Let’s say the amount of money in each house is represented by the elements in an array nums. If you choose to rob the first house (num[0]), your next options are the third or fourth house (num[2] or num[3]). If you choose the second house (num[1]), your next options are the fourth or fifth house (num[3] or num[4]).

If we use recursion to solve this problem, num[3] will be calculated multiple times, which is inefficient. This leads us to consider using dynamic programming to solve this problem.

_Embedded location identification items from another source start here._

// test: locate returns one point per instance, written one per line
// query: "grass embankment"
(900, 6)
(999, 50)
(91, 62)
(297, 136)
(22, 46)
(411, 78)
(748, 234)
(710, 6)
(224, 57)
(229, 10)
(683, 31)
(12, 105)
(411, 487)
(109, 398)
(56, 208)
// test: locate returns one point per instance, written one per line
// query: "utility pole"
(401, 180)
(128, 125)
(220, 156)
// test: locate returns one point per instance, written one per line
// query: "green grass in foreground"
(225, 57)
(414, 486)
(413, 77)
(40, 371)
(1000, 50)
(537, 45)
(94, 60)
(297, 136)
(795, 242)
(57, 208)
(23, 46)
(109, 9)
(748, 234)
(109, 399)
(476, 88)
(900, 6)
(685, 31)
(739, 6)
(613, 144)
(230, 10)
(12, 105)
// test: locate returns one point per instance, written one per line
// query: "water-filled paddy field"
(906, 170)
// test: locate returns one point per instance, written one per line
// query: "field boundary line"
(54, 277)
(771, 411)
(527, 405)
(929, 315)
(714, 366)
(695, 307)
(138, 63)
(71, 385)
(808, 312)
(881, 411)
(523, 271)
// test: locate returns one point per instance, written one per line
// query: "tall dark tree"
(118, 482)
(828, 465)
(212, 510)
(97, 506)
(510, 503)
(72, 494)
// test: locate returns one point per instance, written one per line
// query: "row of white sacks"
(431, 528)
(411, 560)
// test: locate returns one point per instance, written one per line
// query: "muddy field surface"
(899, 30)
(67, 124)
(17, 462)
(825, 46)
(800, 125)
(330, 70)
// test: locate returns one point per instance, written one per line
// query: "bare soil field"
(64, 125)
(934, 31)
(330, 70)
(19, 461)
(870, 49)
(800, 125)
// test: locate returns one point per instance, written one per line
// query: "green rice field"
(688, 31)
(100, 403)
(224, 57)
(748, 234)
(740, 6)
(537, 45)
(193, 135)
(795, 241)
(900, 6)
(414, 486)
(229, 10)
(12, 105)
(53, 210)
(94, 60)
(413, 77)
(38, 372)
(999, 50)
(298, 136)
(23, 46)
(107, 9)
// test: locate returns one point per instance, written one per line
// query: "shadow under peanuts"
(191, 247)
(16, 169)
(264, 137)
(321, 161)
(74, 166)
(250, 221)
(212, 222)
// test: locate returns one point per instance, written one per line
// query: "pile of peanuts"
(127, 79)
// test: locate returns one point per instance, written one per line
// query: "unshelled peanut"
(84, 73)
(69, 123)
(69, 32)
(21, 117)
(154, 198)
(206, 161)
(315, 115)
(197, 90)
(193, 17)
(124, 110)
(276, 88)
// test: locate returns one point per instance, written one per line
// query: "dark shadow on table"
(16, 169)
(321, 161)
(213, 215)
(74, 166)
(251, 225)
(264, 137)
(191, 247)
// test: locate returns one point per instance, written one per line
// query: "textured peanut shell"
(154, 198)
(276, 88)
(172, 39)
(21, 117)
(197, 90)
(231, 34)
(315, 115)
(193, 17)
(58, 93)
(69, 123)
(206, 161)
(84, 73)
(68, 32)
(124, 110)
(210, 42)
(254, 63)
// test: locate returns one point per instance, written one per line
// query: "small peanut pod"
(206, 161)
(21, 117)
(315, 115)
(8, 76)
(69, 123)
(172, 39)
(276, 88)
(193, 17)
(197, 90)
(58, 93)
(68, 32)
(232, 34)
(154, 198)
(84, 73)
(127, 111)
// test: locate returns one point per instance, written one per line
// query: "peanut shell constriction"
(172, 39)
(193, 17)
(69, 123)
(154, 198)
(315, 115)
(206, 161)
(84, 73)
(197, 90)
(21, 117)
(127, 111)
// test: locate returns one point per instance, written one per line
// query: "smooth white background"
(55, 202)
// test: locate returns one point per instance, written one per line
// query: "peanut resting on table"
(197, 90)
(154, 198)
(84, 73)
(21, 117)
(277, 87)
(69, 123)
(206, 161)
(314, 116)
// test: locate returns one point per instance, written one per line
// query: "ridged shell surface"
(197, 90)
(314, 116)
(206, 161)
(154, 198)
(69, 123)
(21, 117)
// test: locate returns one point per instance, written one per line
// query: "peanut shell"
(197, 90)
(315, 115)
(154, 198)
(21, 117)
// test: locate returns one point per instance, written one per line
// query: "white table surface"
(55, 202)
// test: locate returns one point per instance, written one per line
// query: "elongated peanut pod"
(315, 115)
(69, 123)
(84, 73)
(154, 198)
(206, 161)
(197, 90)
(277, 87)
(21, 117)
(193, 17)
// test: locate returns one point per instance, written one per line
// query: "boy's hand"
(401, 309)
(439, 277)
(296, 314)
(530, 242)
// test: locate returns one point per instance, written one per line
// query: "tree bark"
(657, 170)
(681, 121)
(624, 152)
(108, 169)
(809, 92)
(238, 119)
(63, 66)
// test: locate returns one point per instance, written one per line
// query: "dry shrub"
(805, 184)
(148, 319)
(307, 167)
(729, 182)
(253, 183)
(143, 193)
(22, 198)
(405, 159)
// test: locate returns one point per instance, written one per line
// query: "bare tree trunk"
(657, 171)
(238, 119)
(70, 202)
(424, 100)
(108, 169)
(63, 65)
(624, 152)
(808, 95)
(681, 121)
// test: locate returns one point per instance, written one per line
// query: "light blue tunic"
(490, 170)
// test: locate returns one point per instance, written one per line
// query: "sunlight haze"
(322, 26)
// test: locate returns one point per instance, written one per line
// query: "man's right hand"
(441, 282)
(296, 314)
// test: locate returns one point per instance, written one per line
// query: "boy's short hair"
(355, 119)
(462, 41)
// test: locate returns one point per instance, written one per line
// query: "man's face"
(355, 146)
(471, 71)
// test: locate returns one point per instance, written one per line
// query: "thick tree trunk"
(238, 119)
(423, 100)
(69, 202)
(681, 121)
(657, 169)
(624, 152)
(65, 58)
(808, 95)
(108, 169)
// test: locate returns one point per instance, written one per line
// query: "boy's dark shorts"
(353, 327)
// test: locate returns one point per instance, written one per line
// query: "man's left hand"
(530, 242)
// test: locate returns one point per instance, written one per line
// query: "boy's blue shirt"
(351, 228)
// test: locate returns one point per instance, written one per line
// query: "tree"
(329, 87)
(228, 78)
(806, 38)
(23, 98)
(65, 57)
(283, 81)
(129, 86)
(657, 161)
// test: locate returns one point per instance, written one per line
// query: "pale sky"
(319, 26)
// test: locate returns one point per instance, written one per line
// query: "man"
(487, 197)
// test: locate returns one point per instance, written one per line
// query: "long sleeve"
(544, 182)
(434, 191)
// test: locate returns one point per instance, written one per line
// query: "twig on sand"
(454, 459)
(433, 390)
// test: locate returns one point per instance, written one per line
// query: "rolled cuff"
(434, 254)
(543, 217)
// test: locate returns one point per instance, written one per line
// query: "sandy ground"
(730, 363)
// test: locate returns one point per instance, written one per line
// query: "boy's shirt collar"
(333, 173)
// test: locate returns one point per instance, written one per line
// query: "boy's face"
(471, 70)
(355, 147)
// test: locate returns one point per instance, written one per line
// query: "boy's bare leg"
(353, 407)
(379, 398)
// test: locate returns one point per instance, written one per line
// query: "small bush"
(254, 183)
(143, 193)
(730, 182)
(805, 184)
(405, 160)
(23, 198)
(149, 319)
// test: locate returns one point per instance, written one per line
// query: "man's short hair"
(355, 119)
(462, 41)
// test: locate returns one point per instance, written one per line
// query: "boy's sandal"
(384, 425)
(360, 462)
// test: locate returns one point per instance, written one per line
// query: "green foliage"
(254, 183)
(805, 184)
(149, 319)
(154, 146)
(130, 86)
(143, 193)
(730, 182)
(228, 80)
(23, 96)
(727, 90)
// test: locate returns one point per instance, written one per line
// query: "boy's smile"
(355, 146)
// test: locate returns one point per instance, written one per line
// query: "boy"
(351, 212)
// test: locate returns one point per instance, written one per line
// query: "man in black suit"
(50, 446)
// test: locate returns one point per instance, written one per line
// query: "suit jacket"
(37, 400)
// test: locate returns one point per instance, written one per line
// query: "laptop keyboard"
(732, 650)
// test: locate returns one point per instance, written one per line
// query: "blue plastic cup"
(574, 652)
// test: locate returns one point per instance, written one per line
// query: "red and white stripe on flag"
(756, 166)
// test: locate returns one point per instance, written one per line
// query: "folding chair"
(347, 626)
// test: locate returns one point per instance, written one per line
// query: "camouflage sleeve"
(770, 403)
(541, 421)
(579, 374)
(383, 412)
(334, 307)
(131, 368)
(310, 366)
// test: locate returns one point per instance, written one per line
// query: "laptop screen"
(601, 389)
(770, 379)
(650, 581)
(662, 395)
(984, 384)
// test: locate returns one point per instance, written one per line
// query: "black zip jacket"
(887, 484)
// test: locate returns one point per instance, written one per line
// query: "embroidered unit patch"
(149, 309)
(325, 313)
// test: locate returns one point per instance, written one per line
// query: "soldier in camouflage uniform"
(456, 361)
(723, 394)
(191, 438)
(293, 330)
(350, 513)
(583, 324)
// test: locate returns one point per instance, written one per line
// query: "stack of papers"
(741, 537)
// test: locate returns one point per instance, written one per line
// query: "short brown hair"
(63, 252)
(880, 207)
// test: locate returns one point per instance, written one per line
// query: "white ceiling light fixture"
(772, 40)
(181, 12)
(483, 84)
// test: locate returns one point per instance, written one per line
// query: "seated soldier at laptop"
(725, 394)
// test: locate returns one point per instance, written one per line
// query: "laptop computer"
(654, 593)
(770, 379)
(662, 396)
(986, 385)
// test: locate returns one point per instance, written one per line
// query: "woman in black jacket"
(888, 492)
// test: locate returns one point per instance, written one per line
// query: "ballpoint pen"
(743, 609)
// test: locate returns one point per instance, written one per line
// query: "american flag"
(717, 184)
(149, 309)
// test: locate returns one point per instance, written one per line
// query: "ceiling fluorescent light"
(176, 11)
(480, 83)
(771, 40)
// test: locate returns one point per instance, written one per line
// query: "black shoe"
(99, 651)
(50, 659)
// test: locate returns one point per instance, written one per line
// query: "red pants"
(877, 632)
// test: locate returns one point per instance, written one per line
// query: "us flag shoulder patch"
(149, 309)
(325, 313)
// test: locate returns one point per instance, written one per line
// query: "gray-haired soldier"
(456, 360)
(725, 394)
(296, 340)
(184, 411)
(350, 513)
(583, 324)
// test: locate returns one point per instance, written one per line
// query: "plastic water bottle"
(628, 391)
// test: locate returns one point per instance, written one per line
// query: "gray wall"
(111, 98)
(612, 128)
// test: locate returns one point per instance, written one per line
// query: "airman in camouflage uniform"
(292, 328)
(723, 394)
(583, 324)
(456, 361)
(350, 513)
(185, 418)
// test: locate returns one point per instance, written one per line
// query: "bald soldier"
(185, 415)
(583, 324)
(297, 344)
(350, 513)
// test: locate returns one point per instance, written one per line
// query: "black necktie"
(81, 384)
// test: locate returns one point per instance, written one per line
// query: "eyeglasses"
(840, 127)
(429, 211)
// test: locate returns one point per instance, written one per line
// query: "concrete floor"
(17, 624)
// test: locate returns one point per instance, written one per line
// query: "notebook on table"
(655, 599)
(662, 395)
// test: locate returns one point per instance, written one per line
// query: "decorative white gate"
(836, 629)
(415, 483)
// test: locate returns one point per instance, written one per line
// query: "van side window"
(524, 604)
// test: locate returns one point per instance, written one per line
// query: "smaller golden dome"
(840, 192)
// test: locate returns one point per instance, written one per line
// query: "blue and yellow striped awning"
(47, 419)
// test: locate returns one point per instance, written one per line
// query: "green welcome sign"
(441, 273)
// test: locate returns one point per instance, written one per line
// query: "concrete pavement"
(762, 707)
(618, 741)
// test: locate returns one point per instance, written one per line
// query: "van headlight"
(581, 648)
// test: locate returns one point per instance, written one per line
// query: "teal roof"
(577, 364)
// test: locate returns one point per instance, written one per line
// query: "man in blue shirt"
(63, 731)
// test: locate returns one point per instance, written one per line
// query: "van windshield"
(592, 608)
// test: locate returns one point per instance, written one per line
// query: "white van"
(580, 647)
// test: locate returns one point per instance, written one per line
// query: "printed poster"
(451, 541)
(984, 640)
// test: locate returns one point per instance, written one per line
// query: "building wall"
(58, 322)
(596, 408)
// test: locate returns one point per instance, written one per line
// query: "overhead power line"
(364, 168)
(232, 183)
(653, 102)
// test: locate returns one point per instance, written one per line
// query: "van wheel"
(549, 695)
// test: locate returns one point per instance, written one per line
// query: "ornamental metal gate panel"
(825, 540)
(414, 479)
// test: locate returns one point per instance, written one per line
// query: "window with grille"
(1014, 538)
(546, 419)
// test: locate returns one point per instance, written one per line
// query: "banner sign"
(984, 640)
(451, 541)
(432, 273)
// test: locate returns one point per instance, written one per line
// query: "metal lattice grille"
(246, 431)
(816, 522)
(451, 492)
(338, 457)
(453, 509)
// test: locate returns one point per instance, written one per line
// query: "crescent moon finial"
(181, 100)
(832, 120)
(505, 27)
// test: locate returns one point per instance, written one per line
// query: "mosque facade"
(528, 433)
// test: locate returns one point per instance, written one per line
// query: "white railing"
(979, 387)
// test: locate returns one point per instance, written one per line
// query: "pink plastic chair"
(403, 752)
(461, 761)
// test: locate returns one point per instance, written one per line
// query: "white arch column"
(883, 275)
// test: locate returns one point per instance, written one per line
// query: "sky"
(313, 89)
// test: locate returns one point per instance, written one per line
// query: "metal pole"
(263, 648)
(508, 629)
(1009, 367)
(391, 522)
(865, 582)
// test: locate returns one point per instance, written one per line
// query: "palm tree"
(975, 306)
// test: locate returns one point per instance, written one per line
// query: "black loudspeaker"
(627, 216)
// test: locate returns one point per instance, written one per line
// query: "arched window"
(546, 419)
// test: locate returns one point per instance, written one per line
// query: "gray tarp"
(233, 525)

In other words, for each house, we calculate the maximum profit if we choose to rob that house. Let’s start from the house with the highest number:

Remaining Maximum House Number Maximum Profit Denoted as
0 num[0] dp[0]
1 max(num[0],num[1]) dp[1]
2 max(num[2]+dp[0],dp[1]) dp[2]
3 max(num[3]+dp[1],dp[2]) dp[3]
4 max(num[4]+dp[2],dp[3]) dp[4]
n max(num[n]+dp[n-2],dp[n-1]) dp[n]

Here’s how we can implement this in JavaScript:

/**
 * @param {number[]} nums
 * @return {number}
 */
var rob = function (nums) {
    const dp = new Array(nums.length)
    dp[0] = nums[0]
    if (nums.length > 1) {
        dp[1] = Math.max(nums[0], nums[1])
        for (let i = 2; i < nums.length; i++) {
            dp[i] = Math.max(nums[i] + dp[i - 2], dp[i - 1])
        }
    }
    return dp[dp.length - 1]
};

This algorithm ensures that we’re always choosing the option that gives us the maximum profit, while avoiding the risk of setting off the alarms. It’s a perfect example of how dynamic programming can help us solve complex problems in an efficient way.